One of the big problems with large-scale fictional worlds is a lack of consistency. It can be hard to keep track of everything. But if each new decision you make is consistent with the decisions that have come before, and if you stick to this rule, consistency is guaranteed. The world will hang together naturally. And with each question you ask, it will become more finely wrought, more complex.
So much for architecture. What about conjuring?
But world-building is not just a matter of engineering and architecture. It is not just about making sure you’ve got solid foundations, painstakingly piling up the bricks. It is also about something a bit more intangible, something that even seems a bit magical. This other approach I like to think of as ‘conjuring’.
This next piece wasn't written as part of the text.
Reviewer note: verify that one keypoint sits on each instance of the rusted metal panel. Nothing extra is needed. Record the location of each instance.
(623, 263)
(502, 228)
If you are writing an epic three volume fantasy novel, Eco’s approach to world-building is useful. Even if you are writing a short story, the question-and-answer approach can help nail down some basic architectural questions that need to be in place for the piece to work. But architecture is not the whole story. Too much emphasis on architecture can make your writing heavy and lumpy (as some people have accused Eco of being). And if you are writing a haiku, spending a year drawing maps and diagrams is overkill.
So what do I mean by ‘conjuring’? Conjuring is about bringing a world into existence, but doing so without the heavy lifting. It is world-building with the minimum possible machinery. The world appears with all the shimmering effortlessness of something brought into existence through the use of magic.
Conjuring is more subtle than architecture. And for that reason, it is harder to talk about. It is not about what you build. It is about the spaces you leave. Umberto Eco’s contemporary, Italo Calvino, talks about this as ‘the subtraction of weight’. Cut out everything that you don’t need to say. Whittle down your writing until it is gossamer-fine. Trust in your readers, and allow them to trust in you. Let them make connections of their own, without feeling you need to guide them at every stage. See how much you can say with how little.
On the marshes with Du Fu
The best way of seeing this in action is by giving an example. So I’m going to use a poem by the great Chinese poet Du Fu (712–770).
In the original Chinese, the poem, ‘Thoughts While Travelling at Night’, is only forty characters long. But it does a remarkable job at conjuring a consistent sense of a world. It is no less fully realised and convincing than the medieval monastery Eco so painstakingly builds in The Name of the Rose.
Here’s a translation:
Thoughts While Travelling at Night
Slender grass, soft breezes on the shore, the tall, lonely mast of a night boat.
Hanging stars arc above flat fields; the moon rises in the great river’s stream.
How can a name be made from only writing? A court official should retire, when old and tired.
Fluttering here and there, What am I like? Between the heaven and earth a solitary gull.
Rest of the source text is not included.